Chewy cookies reminiscent of snickerdoodles with an added depth of flavor thanks to the addition of brown sugar and honey. Warm notes of ginger, nutmeg and cloves make these perfect for snowy cold weather, but the thought of sandwiching scoops of vanilla ice cream between two of these cookies will have you longing for summer.
These cookies were such a triumph! I created them for an Instagram photography challenge I participated in, where I had to recreate one of my favorite food moments from a movie or show. I chose Mrs. Bean’s Apple Ginger Snaps from Fantastic Mr. Fox but the resulting cookie was so good, I knew I had to share it with all of you.
Cookie recipes are some of the most complicated to convert to sourdough because most cookies, especially chewy ones can’t handle added moisture. So adding sourdough discard to cookie recipes is a delicate balancing act of taking away “water” in certain parts of a recipe without compromising the final bake. For this reason many of my attempts at sugar cookies and snickerdoodles always fell flat. That’s why I was so excited when I finally produced a really good version of this cookie.
Tips for Success:
- Do not over bake or your cookies will turn out crispy. They will look slightly wet when they come out of the oven, but don’t let this worry you, as these will continue to bake due to the residual heat of your baking sheet.
- Don’t be tempted to bake these cookies straight away after mixing, skipping the chill period will result in super flat cookies.

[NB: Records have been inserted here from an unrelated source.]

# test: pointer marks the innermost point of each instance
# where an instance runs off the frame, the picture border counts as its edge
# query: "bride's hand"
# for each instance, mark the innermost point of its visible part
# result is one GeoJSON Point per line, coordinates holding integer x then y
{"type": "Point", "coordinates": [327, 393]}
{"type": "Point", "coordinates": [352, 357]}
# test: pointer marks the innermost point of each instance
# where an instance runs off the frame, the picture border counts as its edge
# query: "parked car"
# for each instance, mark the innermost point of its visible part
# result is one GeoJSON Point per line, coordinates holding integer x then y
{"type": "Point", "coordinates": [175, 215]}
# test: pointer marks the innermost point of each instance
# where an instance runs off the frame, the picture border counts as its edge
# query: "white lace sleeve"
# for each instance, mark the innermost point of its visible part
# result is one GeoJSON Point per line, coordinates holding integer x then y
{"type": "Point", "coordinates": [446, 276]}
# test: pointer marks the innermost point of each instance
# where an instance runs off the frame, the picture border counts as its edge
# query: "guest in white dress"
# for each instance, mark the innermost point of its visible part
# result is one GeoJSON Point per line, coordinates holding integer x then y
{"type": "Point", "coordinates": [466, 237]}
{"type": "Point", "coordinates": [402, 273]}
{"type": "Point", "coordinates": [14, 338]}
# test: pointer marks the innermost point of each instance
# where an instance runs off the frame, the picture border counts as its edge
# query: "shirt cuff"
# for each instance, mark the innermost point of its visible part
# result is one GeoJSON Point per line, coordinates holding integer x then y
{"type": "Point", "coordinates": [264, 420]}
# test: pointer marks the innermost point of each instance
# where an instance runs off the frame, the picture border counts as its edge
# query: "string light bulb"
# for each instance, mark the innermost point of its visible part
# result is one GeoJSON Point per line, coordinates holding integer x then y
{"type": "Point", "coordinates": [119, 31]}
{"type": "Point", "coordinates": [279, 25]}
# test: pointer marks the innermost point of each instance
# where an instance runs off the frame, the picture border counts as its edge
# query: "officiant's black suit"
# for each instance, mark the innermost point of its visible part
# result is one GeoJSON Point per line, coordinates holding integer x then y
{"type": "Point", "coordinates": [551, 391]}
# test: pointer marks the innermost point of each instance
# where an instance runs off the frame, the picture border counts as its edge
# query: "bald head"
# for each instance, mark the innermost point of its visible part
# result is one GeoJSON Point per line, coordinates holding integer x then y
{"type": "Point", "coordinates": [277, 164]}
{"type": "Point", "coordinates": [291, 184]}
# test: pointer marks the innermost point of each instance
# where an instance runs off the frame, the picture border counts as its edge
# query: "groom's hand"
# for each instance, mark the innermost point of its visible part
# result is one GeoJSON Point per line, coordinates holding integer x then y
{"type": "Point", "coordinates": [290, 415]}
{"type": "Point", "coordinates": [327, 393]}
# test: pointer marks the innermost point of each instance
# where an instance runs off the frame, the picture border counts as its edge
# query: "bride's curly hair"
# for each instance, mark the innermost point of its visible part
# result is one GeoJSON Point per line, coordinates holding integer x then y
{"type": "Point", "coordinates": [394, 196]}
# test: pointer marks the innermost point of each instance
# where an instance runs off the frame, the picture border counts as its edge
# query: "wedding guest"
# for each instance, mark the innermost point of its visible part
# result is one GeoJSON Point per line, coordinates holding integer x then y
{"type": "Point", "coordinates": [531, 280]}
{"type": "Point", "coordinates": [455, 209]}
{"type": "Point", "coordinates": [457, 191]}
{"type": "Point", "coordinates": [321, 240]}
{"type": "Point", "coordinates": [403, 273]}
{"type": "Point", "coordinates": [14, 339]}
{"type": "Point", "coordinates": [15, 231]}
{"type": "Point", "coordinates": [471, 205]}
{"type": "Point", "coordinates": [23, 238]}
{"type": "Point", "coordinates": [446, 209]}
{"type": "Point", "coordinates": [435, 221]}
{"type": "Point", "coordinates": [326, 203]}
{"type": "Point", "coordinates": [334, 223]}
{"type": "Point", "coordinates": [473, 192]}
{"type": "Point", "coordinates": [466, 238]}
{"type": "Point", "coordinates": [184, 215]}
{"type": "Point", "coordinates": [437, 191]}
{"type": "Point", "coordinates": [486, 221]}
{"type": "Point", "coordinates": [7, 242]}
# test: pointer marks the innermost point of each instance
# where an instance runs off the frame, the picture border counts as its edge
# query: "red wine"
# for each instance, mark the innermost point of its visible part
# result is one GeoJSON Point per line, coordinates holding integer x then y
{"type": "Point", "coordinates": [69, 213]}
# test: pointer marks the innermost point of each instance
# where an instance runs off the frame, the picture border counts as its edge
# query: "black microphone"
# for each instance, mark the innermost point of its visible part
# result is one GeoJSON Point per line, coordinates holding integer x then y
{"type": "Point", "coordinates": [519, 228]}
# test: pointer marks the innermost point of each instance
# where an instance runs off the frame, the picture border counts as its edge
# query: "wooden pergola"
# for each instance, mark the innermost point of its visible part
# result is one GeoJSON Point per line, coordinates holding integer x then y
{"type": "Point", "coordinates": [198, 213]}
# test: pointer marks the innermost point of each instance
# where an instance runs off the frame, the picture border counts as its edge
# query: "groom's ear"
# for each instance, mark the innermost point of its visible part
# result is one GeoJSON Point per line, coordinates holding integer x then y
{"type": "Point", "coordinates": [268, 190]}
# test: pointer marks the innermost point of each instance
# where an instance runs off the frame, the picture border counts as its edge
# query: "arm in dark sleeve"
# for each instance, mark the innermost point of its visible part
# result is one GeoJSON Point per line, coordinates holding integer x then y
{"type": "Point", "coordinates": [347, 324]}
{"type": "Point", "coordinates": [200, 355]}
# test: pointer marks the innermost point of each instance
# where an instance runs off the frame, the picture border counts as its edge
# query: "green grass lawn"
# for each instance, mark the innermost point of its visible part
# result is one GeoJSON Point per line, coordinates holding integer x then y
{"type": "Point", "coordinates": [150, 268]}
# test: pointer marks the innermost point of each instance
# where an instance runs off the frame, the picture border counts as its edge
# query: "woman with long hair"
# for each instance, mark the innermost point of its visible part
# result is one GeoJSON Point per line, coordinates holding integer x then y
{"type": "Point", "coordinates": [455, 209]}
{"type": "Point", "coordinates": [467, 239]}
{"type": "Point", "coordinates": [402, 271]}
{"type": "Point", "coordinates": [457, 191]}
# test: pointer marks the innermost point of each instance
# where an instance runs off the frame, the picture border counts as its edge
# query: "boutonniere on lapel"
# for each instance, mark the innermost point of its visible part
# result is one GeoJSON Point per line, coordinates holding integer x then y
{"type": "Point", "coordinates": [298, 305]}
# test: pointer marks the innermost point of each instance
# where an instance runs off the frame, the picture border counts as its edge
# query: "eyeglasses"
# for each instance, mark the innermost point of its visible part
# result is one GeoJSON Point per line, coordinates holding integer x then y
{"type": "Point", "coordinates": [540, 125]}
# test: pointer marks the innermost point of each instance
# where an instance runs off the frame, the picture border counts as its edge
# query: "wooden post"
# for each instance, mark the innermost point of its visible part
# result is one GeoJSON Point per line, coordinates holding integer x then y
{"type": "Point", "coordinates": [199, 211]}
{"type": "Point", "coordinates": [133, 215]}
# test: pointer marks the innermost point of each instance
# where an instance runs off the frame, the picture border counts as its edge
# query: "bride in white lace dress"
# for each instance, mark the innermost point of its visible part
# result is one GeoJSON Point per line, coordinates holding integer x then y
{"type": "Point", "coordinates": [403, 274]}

- These cookies will flatten out as they bake, but following the baking instructions in this recipe will ensure that you have cookies with crispy edges and a nice chewy center.
- If you’re doing multiple batches, make sure your baking sheet cools before using it again or the residual heat will melt the butter in the cookies and they will flatten out excessively.
Now onto the bake!
Makes about 20 to 24 cookies
|220 grams||All-purpose flour|
|40 grams||Einkorn flour|
|7 grams (1 teaspoon)||Baking soda|
|3 grams (1 teaspoon)||Ground cinnamon|
|½ teaspoon||Ground cloves|
|¼ teaspoon||Freshly grated nutmeg|
|5 grams (1 teaspoon)||Grated fresh ginger|
|3 grams (½ teaspoon)||Kosher salt|
|169 grams||Unsalted butter (softened)|
|200 grams||Granulated Sugar (plus more for rolling cookie dough balls)|
|50 grams||Sourdough discard|
|30 grams||Brown sugar|
Whisk together flour, spices and salt until well combined, set aside.
Using a hand mixer or your stand mixer, cream butter and granulated sugar and mix until it appears light and fluffy. Add egg until fully incorporated. Add in brown sugar, honey and sourdough discard and mix until well combined.
Stir flour mixture into wet ingredients until fully combined. Place your dough in the refrigerator for at least 30 minutes.
Meanwhile, preheat your oven to 375 F (190 C) and line your baking sheet with parchment paper.
After your dough has chilled, portion out 1 ½ teaspoon sized balls and roll each in granulated sugar. Place the cookie dough balls spaced two inches apart on your cookie sheets.
Bake cookies for 10 to 12 minutes or until the edges and bottom have browned but the top of the cookies appear dry but slightly soft.
Remove your baking sheet from the oven and allow your cookies to cool on the baking sheet for 10 minutes. Place cookies on a wire rack to cool completely.